Survey On Fraud Image Detection
Image Forgery means manipulation of digital image to conceal meaningful information of the image. The detection of forged image is driven by need of authenticity and to maintain integrity of an image. A copy move forgery detection theme victimization, adaptive over segmentation and has purpose feature matching is used. Earlier block based forgery detection is used but this algorithm has some flaws like: the host image is divided in to overlapping rectangular blocks, which would be computationally expensive, as size of the image increases. The method cannot address the significant geometrical transformations of the forgery regions and their recall rate is low because image blocking method is of regular shape. Although this method can avoid above two problems reducing the computational complexity thus successfully detect the forgery.
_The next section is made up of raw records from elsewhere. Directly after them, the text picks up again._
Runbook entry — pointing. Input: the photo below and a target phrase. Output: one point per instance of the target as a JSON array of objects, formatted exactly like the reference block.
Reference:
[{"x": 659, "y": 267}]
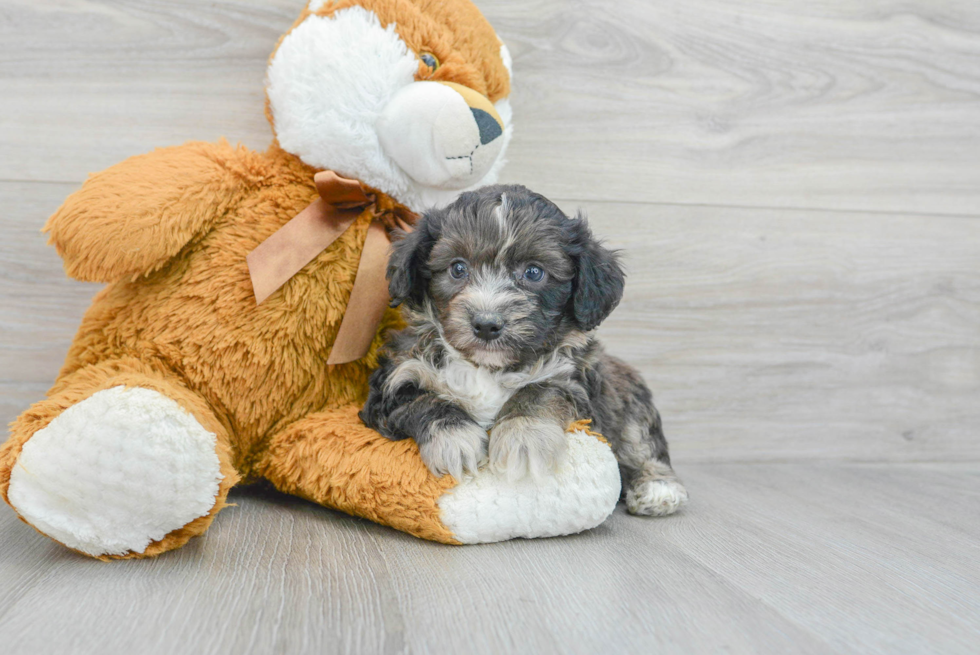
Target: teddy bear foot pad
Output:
[{"x": 116, "y": 472}]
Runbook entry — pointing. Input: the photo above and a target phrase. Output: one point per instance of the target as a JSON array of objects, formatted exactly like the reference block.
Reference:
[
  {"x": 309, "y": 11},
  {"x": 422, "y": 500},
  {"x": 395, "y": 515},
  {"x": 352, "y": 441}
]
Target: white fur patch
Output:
[
  {"x": 328, "y": 84},
  {"x": 656, "y": 497},
  {"x": 115, "y": 472},
  {"x": 527, "y": 446},
  {"x": 580, "y": 495},
  {"x": 507, "y": 59},
  {"x": 329, "y": 81},
  {"x": 479, "y": 390}
]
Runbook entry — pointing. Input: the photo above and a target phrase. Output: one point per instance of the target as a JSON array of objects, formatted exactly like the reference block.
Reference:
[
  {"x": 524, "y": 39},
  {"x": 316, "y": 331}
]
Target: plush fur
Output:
[
  {"x": 502, "y": 294},
  {"x": 169, "y": 232},
  {"x": 330, "y": 115}
]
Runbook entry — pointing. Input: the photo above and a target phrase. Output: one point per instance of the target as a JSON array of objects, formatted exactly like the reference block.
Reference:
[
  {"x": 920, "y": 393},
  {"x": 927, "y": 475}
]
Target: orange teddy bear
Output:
[{"x": 179, "y": 385}]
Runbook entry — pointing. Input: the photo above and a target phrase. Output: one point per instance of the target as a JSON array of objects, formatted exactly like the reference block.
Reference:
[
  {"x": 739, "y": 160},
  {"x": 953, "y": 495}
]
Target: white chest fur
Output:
[{"x": 479, "y": 390}]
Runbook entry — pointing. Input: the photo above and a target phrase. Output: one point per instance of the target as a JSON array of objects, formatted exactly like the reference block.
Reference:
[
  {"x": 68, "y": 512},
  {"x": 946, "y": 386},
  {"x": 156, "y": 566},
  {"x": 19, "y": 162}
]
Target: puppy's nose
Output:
[{"x": 488, "y": 326}]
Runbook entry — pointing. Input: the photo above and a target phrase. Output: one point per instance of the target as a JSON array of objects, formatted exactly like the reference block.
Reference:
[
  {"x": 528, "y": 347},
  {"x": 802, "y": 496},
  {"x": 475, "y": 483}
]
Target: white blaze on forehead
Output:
[{"x": 490, "y": 290}]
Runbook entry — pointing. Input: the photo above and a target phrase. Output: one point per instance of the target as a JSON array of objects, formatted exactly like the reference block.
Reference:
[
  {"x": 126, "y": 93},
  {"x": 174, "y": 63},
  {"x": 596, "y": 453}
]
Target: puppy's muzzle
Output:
[
  {"x": 488, "y": 326},
  {"x": 442, "y": 134}
]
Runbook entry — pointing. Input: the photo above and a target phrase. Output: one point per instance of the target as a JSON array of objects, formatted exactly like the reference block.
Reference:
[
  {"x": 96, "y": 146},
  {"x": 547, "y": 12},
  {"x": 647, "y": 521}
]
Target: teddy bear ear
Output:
[{"x": 407, "y": 273}]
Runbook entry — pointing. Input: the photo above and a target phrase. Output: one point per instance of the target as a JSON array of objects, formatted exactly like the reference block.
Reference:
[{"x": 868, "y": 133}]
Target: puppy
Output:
[{"x": 502, "y": 294}]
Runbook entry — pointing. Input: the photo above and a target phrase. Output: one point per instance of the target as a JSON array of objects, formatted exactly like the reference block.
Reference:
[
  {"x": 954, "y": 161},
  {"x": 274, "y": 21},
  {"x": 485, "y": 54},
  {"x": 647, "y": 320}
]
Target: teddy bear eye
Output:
[
  {"x": 429, "y": 60},
  {"x": 458, "y": 270}
]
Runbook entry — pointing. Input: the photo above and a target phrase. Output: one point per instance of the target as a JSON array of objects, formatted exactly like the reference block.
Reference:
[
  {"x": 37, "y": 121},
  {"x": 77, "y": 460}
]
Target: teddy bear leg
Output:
[
  {"x": 331, "y": 458},
  {"x": 118, "y": 462}
]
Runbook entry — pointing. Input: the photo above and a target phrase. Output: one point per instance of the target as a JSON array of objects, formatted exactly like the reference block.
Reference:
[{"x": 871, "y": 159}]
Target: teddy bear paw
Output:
[{"x": 116, "y": 472}]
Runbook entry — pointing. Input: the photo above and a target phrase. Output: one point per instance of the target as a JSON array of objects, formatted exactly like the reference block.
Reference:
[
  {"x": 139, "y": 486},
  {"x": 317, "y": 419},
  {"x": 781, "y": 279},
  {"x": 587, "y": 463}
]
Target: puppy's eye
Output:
[
  {"x": 458, "y": 270},
  {"x": 533, "y": 273},
  {"x": 429, "y": 60}
]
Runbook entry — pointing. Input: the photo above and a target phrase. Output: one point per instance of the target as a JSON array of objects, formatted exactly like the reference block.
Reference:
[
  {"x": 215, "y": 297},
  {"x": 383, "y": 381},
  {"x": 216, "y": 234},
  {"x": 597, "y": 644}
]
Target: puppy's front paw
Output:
[
  {"x": 525, "y": 445},
  {"x": 454, "y": 448}
]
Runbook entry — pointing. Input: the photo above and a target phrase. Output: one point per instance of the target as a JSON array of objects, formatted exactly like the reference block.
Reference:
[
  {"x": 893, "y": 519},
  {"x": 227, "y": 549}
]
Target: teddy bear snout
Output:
[{"x": 443, "y": 135}]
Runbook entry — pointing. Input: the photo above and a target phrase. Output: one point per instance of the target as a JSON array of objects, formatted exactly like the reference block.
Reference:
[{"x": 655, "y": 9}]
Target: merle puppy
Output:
[{"x": 502, "y": 294}]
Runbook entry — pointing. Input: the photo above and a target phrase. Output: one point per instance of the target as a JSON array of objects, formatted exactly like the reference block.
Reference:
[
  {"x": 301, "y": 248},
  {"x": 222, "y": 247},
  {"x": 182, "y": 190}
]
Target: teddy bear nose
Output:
[
  {"x": 441, "y": 134},
  {"x": 489, "y": 127},
  {"x": 488, "y": 326}
]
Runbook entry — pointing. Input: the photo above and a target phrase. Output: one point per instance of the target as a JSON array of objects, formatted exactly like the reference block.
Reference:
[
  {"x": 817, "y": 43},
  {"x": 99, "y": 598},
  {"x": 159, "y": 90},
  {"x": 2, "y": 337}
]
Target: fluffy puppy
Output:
[{"x": 502, "y": 293}]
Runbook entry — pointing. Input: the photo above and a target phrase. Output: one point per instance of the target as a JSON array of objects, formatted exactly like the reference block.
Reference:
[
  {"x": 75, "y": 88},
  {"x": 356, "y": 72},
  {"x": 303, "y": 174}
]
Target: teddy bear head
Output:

This method integrates both traditional blocked base forgery detection method and key-point based forgery detection method. We use an image blocking method called as adaptive over segmentation algorithm to divide host image into non-overlapping and irregular blocks adaptively, the feature points are extracted from each image block as block feature instead of being extracted from the whole host image. We use SLIC (simple linear iterative clustering) to segment the host image into meaningful irregular super pixels. To analyze the frequency distribution of the host image DWT (Discrete wavelength transform) is usedto describe the local features in image SIFT (Scale Invariant feature transform) is being used. Another method that we are using for exposing cut-paste based image forgery, contrast enhancement detection technique is adapted. To detect contrast enhancement in an image histogram based detection is applied.
SLIC, DWT, SIFT, Histogram, Equalization.